De la Fuente cresceu em Haro, na região vinícola de La Rioja, sede da Batalla del Vino, a batalha anual do vinho onde milhares de pessoas se vestem de branco e se regam com vinho tinto.

Depois de se aposentar como jogador em 1994, ele passou 15 anos em diferentes funções em uma sucessão de diferentes clubes, incluindo gestão nas ligas espanholas inferiores, funções juvenis e cargos de treinador adjunto.

Ele foi demitido do cargo de técnico do Deportivo Alavés, da segunda divisão – onde encerrou a carreira de jogador – em 2011 e passou os 18 meses seguintes sem trabalho e rapidamente se afastando do futebol.

Sua história na federação começou com um ato de fé ao ver um anúncio no jornal para ser técnico de juniores da federação espanhola.

Ele ligou para o ex-técnico da Espanha, Inaki Saez, que disse à FA De la Fuente ser o homem ideal.
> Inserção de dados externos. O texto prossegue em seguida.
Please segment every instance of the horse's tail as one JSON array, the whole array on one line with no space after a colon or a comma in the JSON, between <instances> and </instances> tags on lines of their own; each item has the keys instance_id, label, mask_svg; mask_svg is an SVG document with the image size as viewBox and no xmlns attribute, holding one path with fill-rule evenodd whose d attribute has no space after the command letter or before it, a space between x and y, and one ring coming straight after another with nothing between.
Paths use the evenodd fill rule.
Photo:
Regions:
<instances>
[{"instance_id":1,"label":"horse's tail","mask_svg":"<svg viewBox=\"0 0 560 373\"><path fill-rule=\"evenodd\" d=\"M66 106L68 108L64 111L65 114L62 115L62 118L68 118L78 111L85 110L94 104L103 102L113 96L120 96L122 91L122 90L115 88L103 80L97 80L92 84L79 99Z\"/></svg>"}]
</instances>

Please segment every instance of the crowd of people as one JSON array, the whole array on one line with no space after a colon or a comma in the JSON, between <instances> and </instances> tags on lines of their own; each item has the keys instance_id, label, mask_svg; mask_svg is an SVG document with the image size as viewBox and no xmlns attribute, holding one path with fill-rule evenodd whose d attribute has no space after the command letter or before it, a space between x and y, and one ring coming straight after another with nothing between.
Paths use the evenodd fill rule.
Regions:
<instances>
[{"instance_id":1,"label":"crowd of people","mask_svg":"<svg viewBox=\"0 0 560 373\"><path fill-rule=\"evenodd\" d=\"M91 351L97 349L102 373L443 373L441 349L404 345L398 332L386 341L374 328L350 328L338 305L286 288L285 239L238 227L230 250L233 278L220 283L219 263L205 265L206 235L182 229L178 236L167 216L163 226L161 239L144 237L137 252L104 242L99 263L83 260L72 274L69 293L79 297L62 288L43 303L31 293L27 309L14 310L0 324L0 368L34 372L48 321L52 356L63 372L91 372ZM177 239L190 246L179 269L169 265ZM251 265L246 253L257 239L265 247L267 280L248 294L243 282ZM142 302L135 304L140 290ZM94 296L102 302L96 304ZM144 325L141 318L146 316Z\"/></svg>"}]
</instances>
O contrato era de três meses, para levar os sub-19 da Espanha ao Europeu, na Lituânia.

Ele perdeu para a França nas semifinais, mas fez o suficiente para conseguir um contrato. Em seguida, ele levou Rodri, Unai Simon e Mikel Merino para a Euro Sub-19 seguinte e venceu – e as coisas continuaram a partir daí.

De la Fuente chegou ao comando da seleção espanhola em 2022, tendo treinado a maior parte deste elenco desde a adolescência, passando pelos sub-19, sub-21 e nível olímpico, conquistando títulos ao longo do caminho.

Ele conhece Dani Olmo, Martin Zubimendi, Pedri, Mikel Oyarzabal e Marc Cucurella – e suas famílias – há uma década.

Seu método? Cultivar uma cultura de respeito pelos rivais, pelo processo e pregar paciência e calma.

O seu trabalho e a sua vida baseiam-se no sacrifício, na humildade e na responsabilidade colectiva – valores desportivos que reproduzem os valores religiosos.

Isso se mostra nos pequenos gestos. Meia hora antes da final do Euro 2024, com o estádio lotado, ele estava ao telefone verificando se sua família havia chegado em segurança.

Isso apareceu novamente quando, nesta Copa do Mundo, De la Fuente, 65 anos, puxou o fotógrafo da federação para um abraço coletivo com a seleção depois de saber, no meio da partida, que a mãe do homem havia morrido.

A situação também se revelou, de forma mais dolorosa, antes da meia-final contra a França, quando uma pergunta sobre o seu próprio irmão – que morreu há três anos – o quebrou visivelmente na conferência de imprensa antes do jogo.

A família, para De la Fuente, é o que realmente importa, a base de tudo ao seu redor. Seu filho, Alberto, faz parte da comissão técnica da Espanha.